Я написал. Антон Павлович прочел.

- Это я с тебя стихами докторский гонорар взял за то, что от глупой привычки вылечил. Понял ты, что дергаться не надо, от этого никому ни лучше, ни хуже не будет, и перестань.

- Верю и не буду.

- Да, вот... Ты думаешь, я плохой доктор? Полицейская Москва меня признает за доктора, а не за писателя, значит - я доктор. Во "Всей Москве" напечатано: "Чехов Антон Павлович. Малая Дмитровка. Дом Шешкова. Практикующий врач". Так и написано, не писатель, а врач, - значит, верь!

И я поверил и больше ни разу не дернулся до сего времени.

Мы сидели на лавочке в саду, а Бабакай рылся в клумбе. У меня был кодак, я снял несколько раз Антона, Бабакая, дачу, Антон меня снял. Подошла Мария Павловна, - сняли и ее. Одна только ее карточка и вышла хорошо. Это единственный раз, когда Антон Чехов был фотографом. Подошел Бабакай.

- Антон Павлович, какие-то бабы из города в шляпках приходили, я сказал, что вас нет.

- Хорошо, Бабакай! Это он городских дам называет бабами, отбою от них нет, - пояснил мне Чехов.

- Судьба твоя такая. Без баб тебе, видно, не суждено. Ты подумай, сам говоришь: "От баб отбою нет". Служит у тебя Бабакай... Под Новым Иерусалимом ты /130/ жил в Бабкине, и мальчик у тебя был Бабакин... И сапоги мы с тобой покупали у Бабурина.

- Да, я и не подумал об этом, все баб... баб... баб... кругом! - рассмеялся он.

- Нет, еще не совсем кругом, а только что в начале баб. А чтоб завершить круг, ты вот на этой самой клумбе, которую копает Бабакай, посади баобаб.

В ответ Антоша со смехом вынул из кармана кошелек, порылся в нем и подал мне две запонки для манжет.

- Вот тебе за это гонорар.
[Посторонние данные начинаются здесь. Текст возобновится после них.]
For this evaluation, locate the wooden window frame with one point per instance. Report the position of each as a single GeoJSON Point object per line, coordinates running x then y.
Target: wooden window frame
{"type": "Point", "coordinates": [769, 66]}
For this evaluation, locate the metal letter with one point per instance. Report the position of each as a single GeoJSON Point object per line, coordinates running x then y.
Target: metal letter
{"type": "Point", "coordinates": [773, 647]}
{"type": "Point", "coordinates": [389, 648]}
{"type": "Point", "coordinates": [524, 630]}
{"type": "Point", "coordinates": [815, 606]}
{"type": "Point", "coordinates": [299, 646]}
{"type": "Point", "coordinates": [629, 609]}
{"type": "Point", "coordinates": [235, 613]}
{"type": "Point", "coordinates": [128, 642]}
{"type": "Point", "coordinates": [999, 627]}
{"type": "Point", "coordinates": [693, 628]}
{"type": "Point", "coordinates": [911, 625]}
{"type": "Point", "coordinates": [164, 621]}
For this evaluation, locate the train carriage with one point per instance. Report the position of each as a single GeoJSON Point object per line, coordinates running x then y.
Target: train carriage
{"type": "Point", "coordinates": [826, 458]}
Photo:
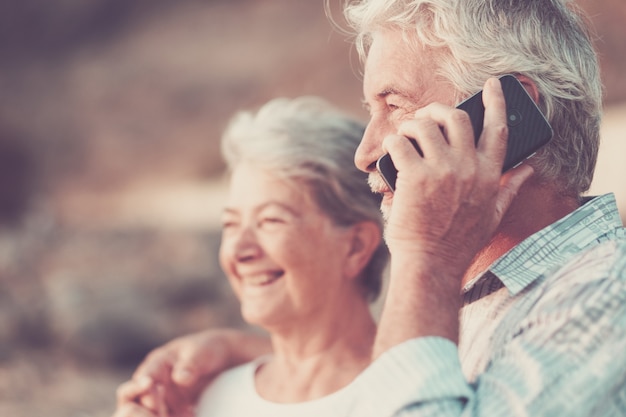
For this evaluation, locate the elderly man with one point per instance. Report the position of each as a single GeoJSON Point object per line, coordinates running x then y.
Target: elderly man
{"type": "Point", "coordinates": [507, 293]}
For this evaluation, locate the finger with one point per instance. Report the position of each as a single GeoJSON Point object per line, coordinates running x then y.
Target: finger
{"type": "Point", "coordinates": [454, 125]}
{"type": "Point", "coordinates": [190, 366]}
{"type": "Point", "coordinates": [161, 406]}
{"type": "Point", "coordinates": [133, 410]}
{"type": "Point", "coordinates": [157, 365]}
{"type": "Point", "coordinates": [426, 136]}
{"type": "Point", "coordinates": [493, 139]}
{"type": "Point", "coordinates": [131, 390]}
На память о баобабе... Обязательно посажу баобаб и выпишу его через Бабельмандебский пролив... Бабельмандебский!

Он опять расхохотался.

- Гиляй, знаешь что, - заключил он, - оставайся у меня жить. С тобой и умирать некогда.

А как любил Чехов степи! Они были постоянно темой наших разговоров, когда мы оставались вдвоем, и оба мы на этих воспоминаниях отдыхали от суеты столичной...

Еще в начале нашего знакомства он с удовольствием выслушивал мои стихи про Стеньку Разина, про запорожцев, которые еще тогда напечатаны не были.

Я уже говорил о том впечатлении, которое произвела на меня "Степь", напечатанная впервые в "Северном вестнике" в конце 80-х годов. При первой же встрече я высказал Чехову свой восторг:

- Прелесть! Ведь это же настоящая, настоящая степь! Прямо дышишь степью, когда читаешь.